The show, which debuts in fall of 2016, focuses on the Dimeo family as they start over again in a new town. In the upbeat and fun trailer, Driver is hauling ass to school in the morning — with three minutes to get everyone to class on time! — and ducks a ticket for speeding ("Not her," an officer says, adding, "Life's too short."), and a woman who tries to shame her for parking in a handicapped spot ("Excuse me," she says, "There's no handicapped parking jacket on your car.") in order to do something. When we meet her son, Driver says, "He's all there upstairs and he's got a thing about staring."

Driver's character announces that the family is moving so that their son JJ can have full-time care. The only "shock" is that well, things are not quite as exciting as Driver's character makes them seem. Speechless's trailer keys into one of the most incredibly intimate realities of raising a differently-abled child in America: the exhausting fight for an equal opportunity at a fulfilling life.

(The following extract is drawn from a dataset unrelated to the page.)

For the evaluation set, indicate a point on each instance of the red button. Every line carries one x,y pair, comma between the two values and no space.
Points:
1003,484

Though the sneak peek of Speechless paints with a very generous stroke an overview of what to expect from the show, it's clear that it has all the makings of an incredibly poignant, very much needed, honest depiction of what being a parent of a child with special needs is like. Speechless also taps into the relationships between family members (mom and dad, parent and child, sibling and sibling) and how those interactions help shape our view of the world overall. But perhaps it's the fact that Speechless seems to recreate life as normal on a very honest level that has me most excited.

Sure, the show follows the life of a character with special needs (which is very sorely needed in TV and especially on primetime TV), but beyond that, it taps into very human, very authentic experiences we can all relate to. Time will tell what the show will do for its viewers, but I can't lie: Driver's 2016 red-carpet shoutout has me absolutely eager to tune into its premiere.